The police chief at the center of a small-town scandal has been placed on suspension nearly two months after the controversial raid of a newspaper and the homes of two citizens.
In August, authorities in Marion County, Kansas, conducted searches of the local newspaper, the home of its publisher, and the home of a Marion city council member. At the time, Police Chief Gideon Cody indicated that allegations of improperly obtaining the driving record of a local business owner was behind the decision to pursue a search warrant.
Marion Police Chief Gideon Cody led the raid on the Marion County Record on Aug. 11. Cody left KCPD earlier this year while facing possible discipline and demotion. https://t.co/bzj6L7enXK
— kansasdotcom (@kansasdotcom) September 29, 2023
Newspaper staff denied breaking the law to access the information about Kari Newell, who claimed that the Marion County Recorder went on to share reports of her drunk-driving arrest with Councilwoman Ruth Herbel.
Just days after the raids, Marion County Attorney Joel Ensey provided an update signaling that the search warrant was not justified by the evidence authorities provided.
“Insufficient evidence exists to establish a legally sufficient nexus between this alleged crime and the places searched and the items seized,” he said at the time, adding: “As a result, I have submitted a proposed order asking the court to release the evidence seized.

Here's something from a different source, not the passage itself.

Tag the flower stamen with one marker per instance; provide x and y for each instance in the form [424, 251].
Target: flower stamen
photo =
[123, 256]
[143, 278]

I have asked local law enforcement to return the material seized to the owners of the property.”
Not only did the searches trigger concerns about First Amendment infringements, but Eric Meyer believes his elderly mother died due in part to the stress caused by the police raid.
Joan Meyer, 98, shared a home with her son and video of the search showed her becoming upset during a confrontation with police.
“Don’t touch any of that stuff!” she shouted at one point during the raid. “This is my house!”
She died the following day.
Debbie Gruver, the reporter behind the story in question, is now suing Cody for violating her constitutional rights.
According to the suit: “Such acts were done by Chief Cody in retaliation for Ms. Gruver exercising her protected rights under the First Amendment of the United States Constitution as a reporter for the Record, which protects freedom of speech and freedom of the press.”
Since then, Marion Mayor Dave Mayfield confirmed that the chief has been off the job since Thursday, though there was no indication whether he was suspended with or without pay.
“I did indeed suspend chief Cody and I won’t discuss any details regarding his suspension as it is a personnel matter,” the mayor stated.